Since \(|r|<1\), \(a_N\sum_{k=1}^\infty r^k\) is a convergent series and by the direct comparison test \(\sum_{k=N+1}^\infty a_k\) is a convergent series. Considering that \(\sum_{k=0}^N a_k\) is a finite value, we can conclude that \(\sum_{k=0}^\infty a_k\) is convergent when \(\rho<1\).

If \(\rho>1\) then for all large \(n\), \(0<a_n<a_{n+1}\) and \(\lbrace a_n \rbrace\) does not converge to zero which implies that in this case \(\sum_{n=0}^\infty a_n\) is divergent.

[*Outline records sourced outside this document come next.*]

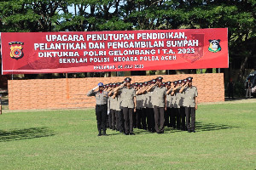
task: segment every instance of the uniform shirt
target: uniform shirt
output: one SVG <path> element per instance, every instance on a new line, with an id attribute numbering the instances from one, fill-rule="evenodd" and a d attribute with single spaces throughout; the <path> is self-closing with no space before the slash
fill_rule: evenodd
<path id="1" fill-rule="evenodd" d="M 179 93 L 179 88 L 177 88 L 176 90 L 176 93 L 175 93 L 175 97 L 176 97 L 176 100 L 175 100 L 175 103 L 174 103 L 174 108 L 180 108 L 180 106 L 182 105 L 181 102 L 181 97 L 182 97 L 182 94 L 181 93 Z"/>
<path id="2" fill-rule="evenodd" d="M 134 97 L 136 97 L 135 89 L 133 88 L 123 88 L 119 90 L 122 98 L 121 106 L 134 108 Z"/>
<path id="3" fill-rule="evenodd" d="M 180 94 L 180 100 L 179 100 L 179 106 L 185 106 L 184 102 L 185 102 L 185 92 L 183 91 L 182 93 L 179 93 Z"/>
<path id="4" fill-rule="evenodd" d="M 136 96 L 136 108 L 141 109 L 143 108 L 143 96 L 142 95 L 137 95 Z"/>
<path id="5" fill-rule="evenodd" d="M 172 96 L 171 96 L 171 107 L 172 108 L 177 108 L 177 107 L 175 107 L 175 102 L 176 102 L 176 94 L 174 94 Z"/>
<path id="6" fill-rule="evenodd" d="M 153 108 L 153 99 L 152 99 L 153 92 L 148 93 L 148 108 Z"/>
<path id="7" fill-rule="evenodd" d="M 87 96 L 95 96 L 96 105 L 107 105 L 108 103 L 108 92 L 106 91 L 100 93 L 99 91 L 90 90 Z"/>
<path id="8" fill-rule="evenodd" d="M 121 102 L 122 102 L 121 96 L 117 95 L 114 99 L 116 99 L 115 110 L 120 111 L 121 110 Z"/>
<path id="9" fill-rule="evenodd" d="M 115 110 L 116 108 L 116 99 L 109 98 L 109 109 Z"/>
<path id="10" fill-rule="evenodd" d="M 185 99 L 183 105 L 186 107 L 195 107 L 195 97 L 197 97 L 197 88 L 195 86 L 192 86 L 191 88 L 187 87 L 183 89 L 183 92 L 185 94 Z"/>
<path id="11" fill-rule="evenodd" d="M 148 99 L 149 99 L 148 94 L 146 93 L 146 94 L 143 94 L 142 95 L 143 96 L 143 105 L 144 106 L 144 108 L 148 108 Z"/>
<path id="12" fill-rule="evenodd" d="M 166 88 L 165 87 L 155 87 L 153 90 L 152 104 L 159 107 L 165 107 L 165 96 L 166 95 Z"/>
<path id="13" fill-rule="evenodd" d="M 166 106 L 167 107 L 171 107 L 171 105 L 172 105 L 172 95 L 171 95 L 171 94 L 167 94 L 166 95 Z"/>

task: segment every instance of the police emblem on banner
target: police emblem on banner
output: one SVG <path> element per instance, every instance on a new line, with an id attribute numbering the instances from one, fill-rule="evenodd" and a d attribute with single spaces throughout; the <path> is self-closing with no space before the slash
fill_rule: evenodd
<path id="1" fill-rule="evenodd" d="M 212 53 L 217 53 L 221 51 L 221 47 L 219 45 L 219 42 L 220 40 L 209 40 L 209 48 L 208 48 L 208 51 L 212 52 Z"/>
<path id="2" fill-rule="evenodd" d="M 23 57 L 24 54 L 22 52 L 22 46 L 24 42 L 9 42 L 10 48 L 10 57 L 15 60 L 20 59 Z"/>

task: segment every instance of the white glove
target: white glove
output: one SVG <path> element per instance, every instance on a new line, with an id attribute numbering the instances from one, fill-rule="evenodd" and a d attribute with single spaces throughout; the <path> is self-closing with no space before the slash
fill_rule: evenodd
<path id="1" fill-rule="evenodd" d="M 92 88 L 93 90 L 96 89 L 99 86 L 95 87 L 94 88 Z"/>

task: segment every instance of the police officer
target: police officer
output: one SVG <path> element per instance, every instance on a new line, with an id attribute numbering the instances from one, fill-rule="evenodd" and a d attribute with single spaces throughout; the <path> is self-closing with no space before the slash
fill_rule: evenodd
<path id="1" fill-rule="evenodd" d="M 165 124 L 168 128 L 171 128 L 171 114 L 172 114 L 172 108 L 173 105 L 172 105 L 173 95 L 171 95 L 171 92 L 172 91 L 172 82 L 166 82 L 166 111 L 165 114 Z"/>
<path id="2" fill-rule="evenodd" d="M 192 86 L 193 77 L 188 77 L 188 82 L 182 87 L 180 93 L 185 94 L 183 105 L 186 113 L 186 125 L 189 133 L 195 133 L 195 110 L 197 110 L 197 88 Z M 191 120 L 190 120 L 191 119 Z"/>
<path id="3" fill-rule="evenodd" d="M 154 106 L 152 105 L 152 94 L 150 89 L 155 86 L 156 80 L 153 79 L 148 81 L 147 83 L 144 82 L 144 88 L 142 89 L 140 94 L 144 95 L 143 105 L 146 107 L 146 118 L 148 124 L 148 131 L 151 133 L 155 133 L 154 129 Z M 150 89 L 149 89 L 150 88 Z"/>
<path id="4" fill-rule="evenodd" d="M 153 105 L 154 113 L 154 128 L 157 133 L 164 133 L 165 128 L 165 110 L 166 110 L 166 88 L 161 86 L 163 77 L 156 78 L 156 86 L 153 88 Z M 147 91 L 150 91 L 148 88 Z"/>
<path id="5" fill-rule="evenodd" d="M 131 78 L 125 78 L 125 83 L 114 89 L 113 97 L 117 94 L 122 99 L 121 106 L 124 113 L 125 135 L 135 135 L 133 133 L 133 111 L 136 112 L 136 91 L 131 87 Z"/>
<path id="6" fill-rule="evenodd" d="M 138 83 L 135 83 L 135 87 L 136 88 L 136 112 L 137 112 L 137 128 L 138 129 L 142 129 L 143 126 L 142 126 L 142 122 L 143 122 L 143 95 L 138 95 L 137 93 L 140 91 L 140 89 L 143 88 L 143 83 L 138 82 Z"/>
<path id="7" fill-rule="evenodd" d="M 99 90 L 95 91 L 96 88 L 99 88 Z M 96 116 L 99 132 L 98 136 L 107 136 L 108 92 L 103 90 L 103 83 L 98 83 L 96 87 L 88 92 L 87 96 L 96 97 Z"/>

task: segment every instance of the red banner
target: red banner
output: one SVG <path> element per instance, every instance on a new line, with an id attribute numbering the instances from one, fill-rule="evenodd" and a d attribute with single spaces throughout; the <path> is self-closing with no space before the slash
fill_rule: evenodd
<path id="1" fill-rule="evenodd" d="M 228 30 L 3 32 L 2 74 L 228 68 Z"/>

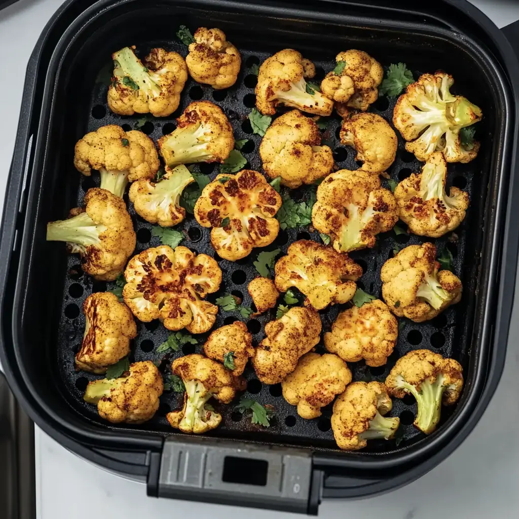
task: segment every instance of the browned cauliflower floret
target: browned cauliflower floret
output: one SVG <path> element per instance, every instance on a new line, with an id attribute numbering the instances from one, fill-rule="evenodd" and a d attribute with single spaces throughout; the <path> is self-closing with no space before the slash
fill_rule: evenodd
<path id="1" fill-rule="evenodd" d="M 238 49 L 225 39 L 220 29 L 199 27 L 194 38 L 186 57 L 191 77 L 217 89 L 233 86 L 241 65 Z"/>
<path id="2" fill-rule="evenodd" d="M 375 237 L 392 228 L 398 220 L 394 197 L 380 187 L 377 175 L 342 169 L 317 188 L 312 223 L 330 235 L 339 252 L 374 247 Z"/>
<path id="3" fill-rule="evenodd" d="M 281 207 L 281 197 L 265 177 L 244 169 L 217 175 L 206 186 L 195 205 L 195 217 L 213 228 L 211 242 L 220 256 L 236 261 L 276 239 L 279 222 L 274 216 Z"/>
<path id="4" fill-rule="evenodd" d="M 380 64 L 362 50 L 351 49 L 335 57 L 337 66 L 321 83 L 327 97 L 348 106 L 367 110 L 378 97 L 384 71 Z"/>
<path id="5" fill-rule="evenodd" d="M 143 63 L 135 46 L 114 52 L 114 77 L 108 89 L 108 107 L 119 115 L 150 113 L 170 115 L 179 107 L 187 80 L 187 67 L 176 52 L 152 49 Z"/>
<path id="6" fill-rule="evenodd" d="M 155 145 L 147 135 L 108 125 L 77 141 L 74 165 L 87 176 L 98 170 L 101 188 L 122 197 L 129 181 L 153 178 L 159 163 Z"/>
<path id="7" fill-rule="evenodd" d="M 301 52 L 285 49 L 267 58 L 260 67 L 256 85 L 256 107 L 274 115 L 280 103 L 317 115 L 330 115 L 333 101 L 310 87 L 305 77 L 315 75 L 315 67 Z"/>
<path id="8" fill-rule="evenodd" d="M 409 245 L 382 266 L 382 295 L 391 311 L 415 322 L 435 317 L 461 298 L 461 282 L 440 270 L 432 243 Z"/>
<path id="9" fill-rule="evenodd" d="M 390 394 L 416 399 L 418 412 L 414 425 L 430 434 L 438 424 L 442 404 L 452 405 L 463 387 L 463 368 L 454 359 L 444 359 L 429 350 L 409 351 L 397 361 L 386 379 Z"/>
<path id="10" fill-rule="evenodd" d="M 321 336 L 319 315 L 311 308 L 293 307 L 282 317 L 268 322 L 267 336 L 252 359 L 258 378 L 266 384 L 281 382 L 297 365 Z"/>
<path id="11" fill-rule="evenodd" d="M 317 125 L 299 110 L 280 116 L 268 127 L 260 145 L 263 169 L 289 187 L 312 184 L 333 168 L 333 156 L 321 145 Z"/>
<path id="12" fill-rule="evenodd" d="M 348 254 L 341 254 L 310 240 L 292 243 L 276 264 L 276 288 L 282 292 L 295 286 L 305 295 L 305 305 L 322 310 L 347 303 L 357 290 L 362 268 Z"/>
<path id="13" fill-rule="evenodd" d="M 398 323 L 379 299 L 341 312 L 324 334 L 324 346 L 348 362 L 365 359 L 368 366 L 383 366 L 393 352 Z"/>
<path id="14" fill-rule="evenodd" d="M 380 382 L 353 382 L 333 404 L 332 429 L 339 448 L 358 450 L 368 440 L 390 440 L 400 423 L 386 418 L 391 409 L 387 390 Z"/>
<path id="15" fill-rule="evenodd" d="M 125 303 L 140 321 L 160 319 L 168 330 L 203 333 L 214 324 L 218 307 L 203 298 L 222 282 L 218 264 L 180 245 L 148 249 L 130 260 L 125 271 Z"/>
<path id="16" fill-rule="evenodd" d="M 311 419 L 321 416 L 321 408 L 331 403 L 351 381 L 351 372 L 335 355 L 308 353 L 281 383 L 283 396 L 297 414 Z"/>
<path id="17" fill-rule="evenodd" d="M 162 375 L 151 361 L 134 362 L 119 378 L 89 382 L 83 397 L 97 404 L 99 416 L 113 424 L 142 424 L 153 417 L 164 389 Z"/>
<path id="18" fill-rule="evenodd" d="M 66 241 L 81 256 L 81 268 L 96 279 L 112 281 L 135 249 L 135 235 L 122 198 L 94 187 L 85 195 L 85 209 L 47 224 L 47 239 Z"/>
<path id="19" fill-rule="evenodd" d="M 445 192 L 447 163 L 435 152 L 427 159 L 419 174 L 413 173 L 394 190 L 400 220 L 409 230 L 420 236 L 439 238 L 455 229 L 465 217 L 468 193 L 457 187 Z"/>

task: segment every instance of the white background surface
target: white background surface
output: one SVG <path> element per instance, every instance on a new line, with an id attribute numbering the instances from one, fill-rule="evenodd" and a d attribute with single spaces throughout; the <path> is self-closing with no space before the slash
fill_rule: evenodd
<path id="1" fill-rule="evenodd" d="M 60 0 L 21 0 L 0 11 L 0 209 L 14 146 L 25 65 Z M 519 2 L 473 0 L 501 27 L 519 19 Z M 516 293 L 516 301 L 517 295 Z M 417 481 L 385 495 L 324 501 L 320 516 L 384 519 L 519 517 L 519 319 L 515 305 L 507 364 L 488 409 L 465 442 Z M 36 431 L 38 519 L 192 517 L 284 519 L 301 516 L 157 500 L 143 485 L 112 475 Z"/>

In both cases \(a_n=1/n\) and \(a_n=1/n^2\), \(\displaystyle\frac{a_{n+1}}{a_n}\to 1\) but the first of these series is divergent and the second one is convergent. Therefore, the test is inconclusive if \(\rho=1\).

Root Test

[4]Let \(\sqrt[n]{a_n}\to \rho\) and \(a_n\geq 0, \forall n\geq N\). If \(\rho<1\) then \(\sum_{n=0}^\infty a_n\) is convergent and if \(\rho>1\) then the series is divergent. In case of \(\rho=1\) the test is inconclusive. Suppose \(\rho<r<1\). For large enough \(n\), \(\sqrt[n]{a_n}-\rho<r-\rho\Rightarrow a_n<r^n\). Suppose \(a_n<r^n\) for \(n\geq K>N\). Let \(M_a=\sum_{n=0}^{K-1}a_n\) and compare the series \(\sum_{n=N}^\infty a_n\) and \(\sum_{n=N}^\infty r^n\). Since \(|r|<1\), the geometric series \(\sum_{n=N}^\infty r^n\) converges to \(1/(1-r)\) and by the direct comparison test \(\sum_{n=N}^\infty a_n\) and therefore \(\sum_{n=0}^\infty a_n\) are convergent. On the other hand if \(\rho>1\) then for all large \(n\), \((a_n)^{(1/n)}>1\Rightarrow a_n>1\) which means that \(a_n\) does not converge to 0 and therefore the series diverges. In order to prove the inconclusiveness of the test when \(\rho=1\), consider the series \(\sum_{n=1}^{\infty}1/n\) and \(\sum_{n=1}^{\infty}1/n^2\). In both cases \(a_n\to 1\) but the first series is divergent whereas the second is convergent.

Dirichlet Test

[2] Let \(a_k\to 0\) and \(S_n=\sum_{k=0}^n b_k\) is a bounded sequence such that for every \(n\), \(|S_n|\leq B\). Furthermore the sequence \(\lbrace a_k\rbrace\) is of bounded variation which means that \(\displaystyle\sum_{k=1}^\infty |a_{k+1}-a_k|\) is convergent. Then \(\displaystyle\sum_{k=1}^\infty a_kb_k\) is convergent.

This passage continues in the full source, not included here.